(pwc) 1993 veröffentlichte LJN WWF King of the Ring – ein Spiel zu einem in der Regel jährlich stattfindenden Turnier innerhalb der WWF. Im K.-o.-System kämpft man sich mit seinem Wrestler durch das Achtel-, Viertel- und Halbfinale bis ins Finale, um am Ende zum König des Rings zu werden.
Doch WWF King of the Ring bietet noch viel mehr:
Acht auswählbare Wrestler stehen zur Verfügung, und das Roster kann sich sehen lassen. Mit Hulk Hogan, dem „Macho Man“ Randy Savage, Mr. Perfect, Bret „The Hitman“ Hart, Yokozuna, Razor Ramon, Shawn Michaels und The Narcissist Lex Luger sind hochkarätige Kämpfer spielbar. Die in der NES-Version enthaltenen Wrestler Undertaker und Bam Bam Bigelow fehlen leider in der Game-Boy-Fassung. Erstmals haben wir außerdem die Möglichkeit, einen eigenen Wrestler zu erstellen. Die Einstellmöglichkeiten sind allerdings bescheiden: Nachdem wir einen dreibuchstabigen Namen vergeben haben, können wir an den Attributen drehen. Schnelligkeit, Stärke und Ausdauer lassen sich nach Belieben modifizieren. Erhöhen wir ein Attribut, sinken automatisch die beiden anderen. Das war’s dann auch schon.

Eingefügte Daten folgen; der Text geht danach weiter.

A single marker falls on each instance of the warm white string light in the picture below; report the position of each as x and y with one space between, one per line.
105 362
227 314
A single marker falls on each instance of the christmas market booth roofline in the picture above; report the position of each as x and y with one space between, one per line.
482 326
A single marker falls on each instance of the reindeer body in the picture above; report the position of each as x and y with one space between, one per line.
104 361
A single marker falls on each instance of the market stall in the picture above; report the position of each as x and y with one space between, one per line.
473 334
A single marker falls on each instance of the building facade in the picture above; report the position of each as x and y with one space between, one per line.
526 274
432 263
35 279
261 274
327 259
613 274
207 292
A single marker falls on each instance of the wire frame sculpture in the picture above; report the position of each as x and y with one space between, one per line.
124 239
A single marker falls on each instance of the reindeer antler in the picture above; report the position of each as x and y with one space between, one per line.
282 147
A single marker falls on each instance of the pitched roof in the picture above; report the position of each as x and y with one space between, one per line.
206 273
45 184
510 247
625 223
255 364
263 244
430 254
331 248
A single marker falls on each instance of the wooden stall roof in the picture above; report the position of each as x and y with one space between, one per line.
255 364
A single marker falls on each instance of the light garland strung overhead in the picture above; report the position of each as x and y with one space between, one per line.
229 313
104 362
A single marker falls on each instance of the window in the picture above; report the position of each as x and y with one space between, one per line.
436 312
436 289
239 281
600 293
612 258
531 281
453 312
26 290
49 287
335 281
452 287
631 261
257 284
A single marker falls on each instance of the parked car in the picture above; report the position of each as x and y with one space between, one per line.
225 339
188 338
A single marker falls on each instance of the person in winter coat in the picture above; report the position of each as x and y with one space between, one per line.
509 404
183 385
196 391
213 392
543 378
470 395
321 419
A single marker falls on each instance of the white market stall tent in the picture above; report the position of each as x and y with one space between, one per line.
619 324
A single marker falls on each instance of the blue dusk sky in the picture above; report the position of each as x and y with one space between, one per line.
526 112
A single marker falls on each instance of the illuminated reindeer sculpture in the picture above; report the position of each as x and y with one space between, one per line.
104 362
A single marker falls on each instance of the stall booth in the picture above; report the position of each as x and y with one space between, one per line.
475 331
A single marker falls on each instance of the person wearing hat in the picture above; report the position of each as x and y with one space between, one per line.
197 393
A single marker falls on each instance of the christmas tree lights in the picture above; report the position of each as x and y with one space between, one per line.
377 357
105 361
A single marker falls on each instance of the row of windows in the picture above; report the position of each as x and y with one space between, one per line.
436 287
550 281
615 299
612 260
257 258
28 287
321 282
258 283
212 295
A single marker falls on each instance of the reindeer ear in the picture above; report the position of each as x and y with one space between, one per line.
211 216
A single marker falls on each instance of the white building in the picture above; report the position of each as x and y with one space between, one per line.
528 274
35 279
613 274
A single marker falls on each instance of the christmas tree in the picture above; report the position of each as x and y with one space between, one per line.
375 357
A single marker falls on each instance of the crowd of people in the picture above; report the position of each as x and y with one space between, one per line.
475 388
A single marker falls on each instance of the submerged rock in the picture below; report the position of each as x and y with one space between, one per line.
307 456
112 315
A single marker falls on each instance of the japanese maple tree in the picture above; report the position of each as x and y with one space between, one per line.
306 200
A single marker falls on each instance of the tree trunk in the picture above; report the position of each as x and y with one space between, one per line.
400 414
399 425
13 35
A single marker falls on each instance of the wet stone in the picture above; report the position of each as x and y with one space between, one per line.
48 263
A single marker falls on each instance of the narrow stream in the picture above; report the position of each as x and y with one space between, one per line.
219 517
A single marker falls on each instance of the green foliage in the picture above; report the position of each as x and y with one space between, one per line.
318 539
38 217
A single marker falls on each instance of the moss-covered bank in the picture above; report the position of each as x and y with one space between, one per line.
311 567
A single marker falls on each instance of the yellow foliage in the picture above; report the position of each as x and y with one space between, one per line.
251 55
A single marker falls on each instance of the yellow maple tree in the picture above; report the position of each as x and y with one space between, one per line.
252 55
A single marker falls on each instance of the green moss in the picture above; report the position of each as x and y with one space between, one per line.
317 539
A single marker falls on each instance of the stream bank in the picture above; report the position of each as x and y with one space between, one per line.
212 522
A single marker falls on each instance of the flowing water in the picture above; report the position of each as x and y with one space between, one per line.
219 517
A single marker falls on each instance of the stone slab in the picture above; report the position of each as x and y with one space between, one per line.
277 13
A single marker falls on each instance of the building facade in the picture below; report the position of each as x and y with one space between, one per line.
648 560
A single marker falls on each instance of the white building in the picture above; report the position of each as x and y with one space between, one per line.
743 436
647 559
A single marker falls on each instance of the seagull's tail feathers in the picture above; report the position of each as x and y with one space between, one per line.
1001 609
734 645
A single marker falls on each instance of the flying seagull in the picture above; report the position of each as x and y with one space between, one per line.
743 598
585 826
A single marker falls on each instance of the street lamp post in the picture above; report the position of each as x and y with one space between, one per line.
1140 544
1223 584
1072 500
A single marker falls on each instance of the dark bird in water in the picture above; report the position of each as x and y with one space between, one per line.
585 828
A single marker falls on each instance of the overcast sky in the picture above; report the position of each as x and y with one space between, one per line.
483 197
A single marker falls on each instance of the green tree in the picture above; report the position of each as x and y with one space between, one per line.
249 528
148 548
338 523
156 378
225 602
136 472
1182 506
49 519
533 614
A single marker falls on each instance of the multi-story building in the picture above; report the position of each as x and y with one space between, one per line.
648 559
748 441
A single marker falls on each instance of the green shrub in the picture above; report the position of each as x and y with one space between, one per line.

Im Optionsmenü können wir entscheiden, ob wir gegen den Computer antreten, ein Zwei-Spieler-Match bestreiten, ein Tag-Team-Match wählen, an der WWF-Meisterschaft teilnehmen oder uns dem King of the Ring-Turnier stellen möchten. Bis auf die King of the Ring-Auswahl sind alle Modi bereits aus WWF Superstars und WWF Superstars 2 bekannt. Widmen wir uns also direkt dem Turnier:
Nachdem ein Wrestler gewählt wurde (der eigens erstellte Wrestler kann leider nicht antreten), befinden wir uns im Viertelfinale. Das heißt, acht Wrestler kämpfen in vier Matches parallel gegeneinander. Der Gewinner eines Kampfes zieht eine Runde weiter – ins Halbfinale und schließlich ins Finale. Aufgeteilt sind die Wrestler in zwei Roster à vier Kämpfer. Alle anderen Kämpfe werden vom Game Boy simuliert. Im Endeffekt bestreiten wir inklusive des Finalkampfs nur drei Matches.
Ein großes, generelles Manko, das alle Kämpfer gleichermaßen betrifft, ist die sich nur sehr langsam leerende Energieanzeige. Es sind extrem viele Angriffe nötig, um einen Gegner durch Pinfall zu besiegen. Wenn wir den Schwierigkeitsgrad auf Easy stellen, ist der Gegner zwar leichter zu treffen, wodurch die Kämpfe schneller ablaufen, doch die Monotonie bleibt. Nach relativ kurzer Zeit stellt sich Langeweile ein – glücklicherweise erreichen wir unser Ziel, König des Rings zu werden, bereits nach drei Kämpfen.
Ganz anders sieht es im WWF-Meisterschaftsmodus aus: Hier müssen alle sieben Kämpfer bezwungen werden, bevor wir den Siegergürtel in den Händen halten dürfen. Ein unglaublich zermürbendes Spielerlebnis – doch hier kommt uns die Möglichkeit zugute, unseren eigenen Wrestler ins Rennen zu schicken. Stellt man das Attribut Stärke auf Maximum und den Schwierigkeitsgrad auf Easy, lässt sich zumindest halbwegs Gefallen am Spiel finden.
Leider ist das Charakterdesign im Vergleich zu den Vorgängerspielen nicht besonders gelungen. Zwar sind mehr Details wie Brust- und Bauchmuskulatur zu erkennen, doch die Gesichter wirken unfertig – fast schon gespenstisch, wenn der Mund fehlt. Auch das Publikum im Hintergrund wurde nur oberflächlich gestaltet. In WWF Superstars 2 machte sich die Zuschauermenge noch bemerkbar – ein Detail, das in WWF King of the Ring weggelassen wurde.